Ceux qui l’ont côtoyé dans l’ascenseur ne l’oublient pas: haute stature, regard indifférent que les plus avisés déchiffraient, car le patron montrait aussi parfois son talent de pince-sans-rire. Les lecteurs du Nouveau Quotidien se souviennent aussi de sa chronique, tenue en alternance avec François Nourissier: des histoires légères et cocasses, pimentées d’impertinence.

Quel personnage! Il faut le voir aujourd’hui, droit comme un i, à la rhétorique sobre et soignée, le visage sérieux, toujours en attente de révéler un sourire inattendu. Détail: Marc Lamunière va entrer dans sa 98ème année. Le secret de cette belle longévité? Il le révèle dans une moue hésitante: «Je me suis toujours efforcé de me tenir droit…» Faut-il se tourner vers la généalogie? Evoquer sa mère russe d’Odessa et son père autodidacte, Jaques sans c, qui jeta les bases de l’entreprise avant-guerre? On peut plutôt ajouter que cet homme a toujours aimé le bon vin, les voyages, le jazz, la peinture – qu’il pratique encore -, les livres et les femmes.

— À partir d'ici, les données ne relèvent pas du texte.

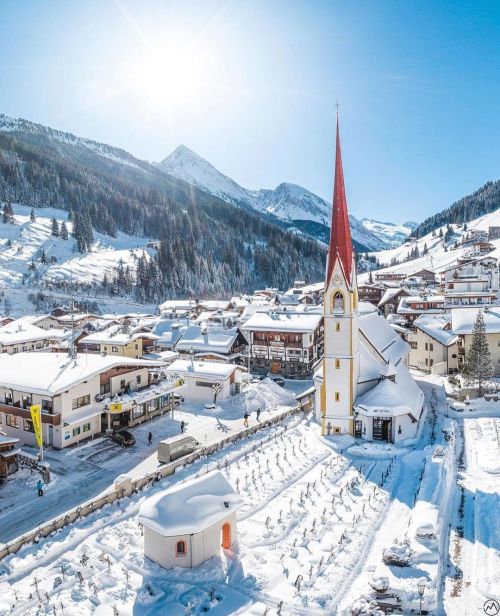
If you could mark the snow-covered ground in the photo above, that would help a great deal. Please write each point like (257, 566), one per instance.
(23, 242)
(320, 516)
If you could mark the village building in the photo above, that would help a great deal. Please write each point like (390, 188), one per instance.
(75, 394)
(434, 345)
(412, 306)
(462, 323)
(118, 340)
(284, 342)
(20, 336)
(362, 385)
(371, 293)
(189, 523)
(202, 379)
(212, 343)
(390, 300)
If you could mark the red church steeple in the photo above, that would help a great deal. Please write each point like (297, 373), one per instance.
(340, 233)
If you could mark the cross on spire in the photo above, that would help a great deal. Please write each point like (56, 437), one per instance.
(340, 233)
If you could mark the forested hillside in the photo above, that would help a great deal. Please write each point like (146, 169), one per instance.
(208, 247)
(486, 199)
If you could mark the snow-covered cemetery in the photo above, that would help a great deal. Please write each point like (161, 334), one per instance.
(331, 448)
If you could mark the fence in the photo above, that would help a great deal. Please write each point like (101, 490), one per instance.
(45, 529)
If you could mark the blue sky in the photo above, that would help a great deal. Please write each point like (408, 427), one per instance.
(251, 85)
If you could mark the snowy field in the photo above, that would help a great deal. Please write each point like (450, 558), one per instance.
(23, 242)
(327, 527)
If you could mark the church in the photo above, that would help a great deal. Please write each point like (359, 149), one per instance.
(363, 387)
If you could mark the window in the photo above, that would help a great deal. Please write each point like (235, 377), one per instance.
(338, 302)
(28, 425)
(81, 401)
(12, 421)
(180, 548)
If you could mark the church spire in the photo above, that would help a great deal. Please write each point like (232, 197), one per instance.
(340, 233)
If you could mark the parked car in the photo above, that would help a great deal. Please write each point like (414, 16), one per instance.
(175, 447)
(123, 438)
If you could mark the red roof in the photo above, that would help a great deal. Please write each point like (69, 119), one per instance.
(340, 233)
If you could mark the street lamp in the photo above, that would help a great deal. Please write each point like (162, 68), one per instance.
(421, 589)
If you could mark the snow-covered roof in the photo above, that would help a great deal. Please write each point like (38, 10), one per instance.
(438, 327)
(382, 337)
(207, 369)
(208, 338)
(17, 333)
(463, 319)
(190, 507)
(53, 373)
(115, 335)
(393, 398)
(283, 322)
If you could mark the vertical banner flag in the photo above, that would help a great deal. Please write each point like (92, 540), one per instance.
(36, 418)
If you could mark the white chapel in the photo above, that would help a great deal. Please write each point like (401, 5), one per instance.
(362, 386)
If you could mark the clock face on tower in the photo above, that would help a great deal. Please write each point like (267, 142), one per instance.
(337, 280)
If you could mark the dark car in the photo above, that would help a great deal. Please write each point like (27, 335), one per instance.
(123, 438)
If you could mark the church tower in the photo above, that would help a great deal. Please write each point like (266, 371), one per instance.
(337, 384)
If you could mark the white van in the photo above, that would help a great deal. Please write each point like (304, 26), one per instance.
(176, 447)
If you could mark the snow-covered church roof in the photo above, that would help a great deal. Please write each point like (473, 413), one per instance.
(190, 507)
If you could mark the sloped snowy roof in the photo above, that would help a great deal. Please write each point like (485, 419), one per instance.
(208, 338)
(53, 373)
(434, 326)
(190, 507)
(115, 335)
(463, 319)
(210, 369)
(383, 338)
(283, 322)
(393, 398)
(17, 333)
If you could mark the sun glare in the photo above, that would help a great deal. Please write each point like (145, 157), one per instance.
(169, 74)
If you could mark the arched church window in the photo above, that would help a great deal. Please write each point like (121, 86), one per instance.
(338, 302)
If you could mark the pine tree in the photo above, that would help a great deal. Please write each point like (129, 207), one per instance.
(64, 231)
(54, 228)
(478, 366)
(8, 213)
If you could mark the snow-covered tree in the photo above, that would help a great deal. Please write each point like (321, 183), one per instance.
(8, 213)
(54, 228)
(64, 231)
(478, 366)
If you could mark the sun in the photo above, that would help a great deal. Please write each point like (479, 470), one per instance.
(169, 73)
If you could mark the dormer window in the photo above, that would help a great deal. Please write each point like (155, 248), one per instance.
(338, 302)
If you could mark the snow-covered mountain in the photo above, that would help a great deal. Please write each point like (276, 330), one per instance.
(291, 203)
(391, 233)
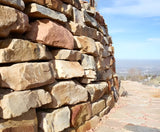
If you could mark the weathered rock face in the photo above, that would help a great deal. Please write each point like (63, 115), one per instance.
(56, 121)
(18, 50)
(66, 93)
(26, 75)
(16, 103)
(67, 69)
(12, 20)
(55, 35)
(26, 122)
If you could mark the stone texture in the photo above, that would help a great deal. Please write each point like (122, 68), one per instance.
(66, 93)
(64, 54)
(51, 34)
(18, 50)
(16, 103)
(37, 11)
(92, 123)
(98, 106)
(25, 123)
(55, 121)
(67, 69)
(86, 44)
(88, 62)
(97, 90)
(18, 4)
(26, 75)
(80, 113)
(12, 20)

En fait de livres, il a dû beaucoup lire Maupassant. Car ces nouvelles très actuelles répondent aux lois du genre. Avec une chute drôle et surprenante à chaque fois. En quelques pages, tout un monde, des personnages crédibles. Même lorsqu’ils sont assez fous, comme ce débutant dans une entreprise de chasseurs de têtes qui ramène ses trophées découpés sur les cadavres. Le type était brouillé avec la notion de métaphore. L’une des figures du livre s’inspire de la réalité et des fantasmes de l’auteur.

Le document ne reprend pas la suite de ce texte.